HW #5

MCE 591
Assignment #5
Fall 2013
Due Date: December 5, 2013
The main purpose of this last assignment is to make sure you all get some
practice with the fundamental nonlinear data analysis procedures we have been
and will be talking about in class.
You can choose your own data from online sources or from what I will post for
the project data. However, for the purposes of this assignment I can suggest
using periodic/chaotic time series generated for the Assignment # 4. If you use
this assignment data, use both continuously sampled (say 32 points per each
forcing/fundamental period) or Poncaré section data (e.g., for Duffing oscillator
sample once per forcing period, and for Lorenz sample when z crosses zero going
from positive to negative value—can use events option in Matlab ode routines
as shown bellow).
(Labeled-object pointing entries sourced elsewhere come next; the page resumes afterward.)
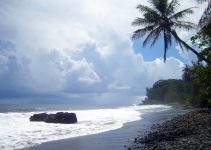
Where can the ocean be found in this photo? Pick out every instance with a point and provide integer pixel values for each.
(17, 132)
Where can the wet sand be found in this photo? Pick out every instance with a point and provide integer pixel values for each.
(112, 140)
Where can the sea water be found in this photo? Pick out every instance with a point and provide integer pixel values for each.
(17, 132)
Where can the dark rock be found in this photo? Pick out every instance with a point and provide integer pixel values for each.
(38, 117)
(59, 117)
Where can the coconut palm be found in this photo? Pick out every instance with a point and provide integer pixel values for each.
(160, 20)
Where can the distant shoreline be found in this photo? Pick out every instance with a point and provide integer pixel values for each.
(112, 140)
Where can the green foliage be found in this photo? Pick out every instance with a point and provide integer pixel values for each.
(160, 20)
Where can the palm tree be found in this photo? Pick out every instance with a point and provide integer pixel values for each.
(160, 20)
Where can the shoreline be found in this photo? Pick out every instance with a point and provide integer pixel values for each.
(187, 131)
(114, 139)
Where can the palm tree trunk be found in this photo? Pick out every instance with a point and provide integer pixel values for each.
(190, 48)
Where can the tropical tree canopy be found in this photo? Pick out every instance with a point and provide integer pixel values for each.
(162, 20)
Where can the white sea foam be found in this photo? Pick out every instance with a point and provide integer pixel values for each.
(17, 132)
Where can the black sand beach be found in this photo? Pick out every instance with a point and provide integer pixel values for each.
(190, 131)
(118, 139)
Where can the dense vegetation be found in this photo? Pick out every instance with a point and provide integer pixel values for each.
(195, 86)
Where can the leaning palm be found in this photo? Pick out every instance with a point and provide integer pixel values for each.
(160, 20)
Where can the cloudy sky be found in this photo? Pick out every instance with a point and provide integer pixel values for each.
(65, 47)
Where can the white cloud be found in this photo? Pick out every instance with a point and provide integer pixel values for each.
(77, 46)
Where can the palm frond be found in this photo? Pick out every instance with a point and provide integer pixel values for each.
(167, 42)
(185, 25)
(157, 35)
(160, 5)
(153, 35)
(172, 7)
(182, 14)
(141, 21)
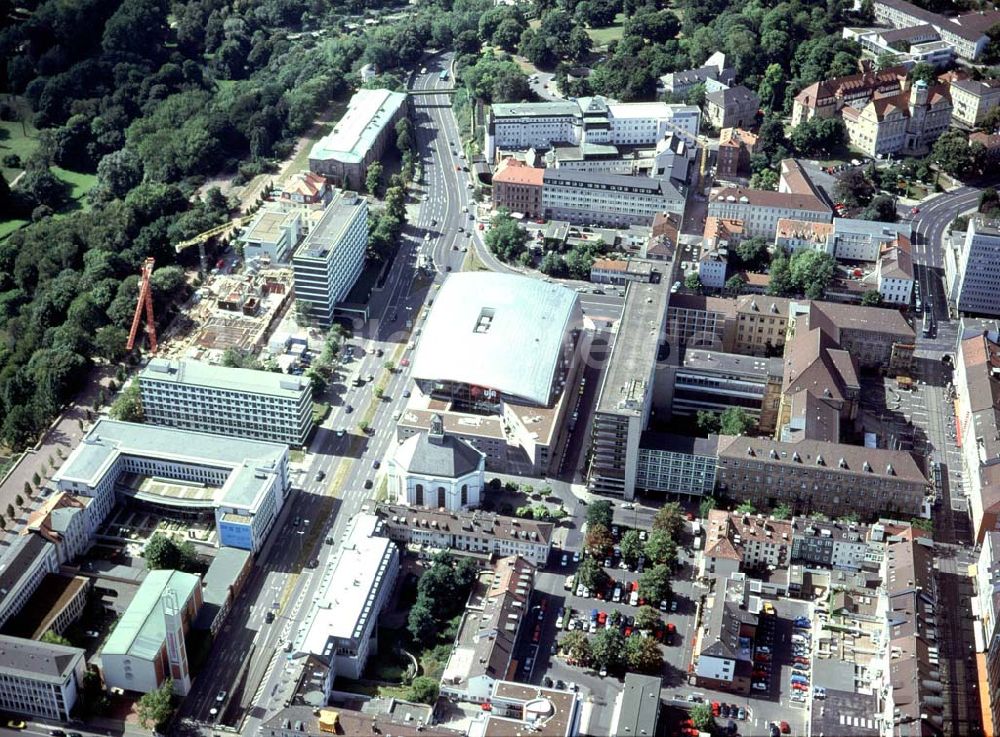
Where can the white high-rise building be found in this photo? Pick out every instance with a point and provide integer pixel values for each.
(331, 258)
(247, 403)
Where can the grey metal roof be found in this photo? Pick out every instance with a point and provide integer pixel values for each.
(449, 457)
(497, 331)
(223, 378)
(40, 661)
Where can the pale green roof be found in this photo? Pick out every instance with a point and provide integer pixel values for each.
(141, 630)
(108, 438)
(367, 114)
(222, 378)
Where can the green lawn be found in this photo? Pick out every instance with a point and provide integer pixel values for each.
(603, 36)
(15, 141)
(79, 185)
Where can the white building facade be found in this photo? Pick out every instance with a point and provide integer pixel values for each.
(329, 261)
(229, 401)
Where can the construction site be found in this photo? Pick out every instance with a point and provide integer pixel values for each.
(229, 311)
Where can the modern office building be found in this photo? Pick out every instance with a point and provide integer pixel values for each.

If you do so, be sure to also add a reasonable amount of
noise to it, say on the order of 0.5 or 1% of the signals root-mean-square (RMS)
value.
function [t, y, te, ye, ie] = lorenz_poincare
options = odeset('Events', @events);
[t, y, te, ye] = ode45(@lorenz, [0 5000], ones(3,1), options);
figure
plot(ye(:,1), ye(:,2), '.', 'markersize',3)
xlabel('x')
ylabel('y')
title('Poincare Section for z = 0 & z'' < 0')
function [value,isterminal,direction] = events(t,y)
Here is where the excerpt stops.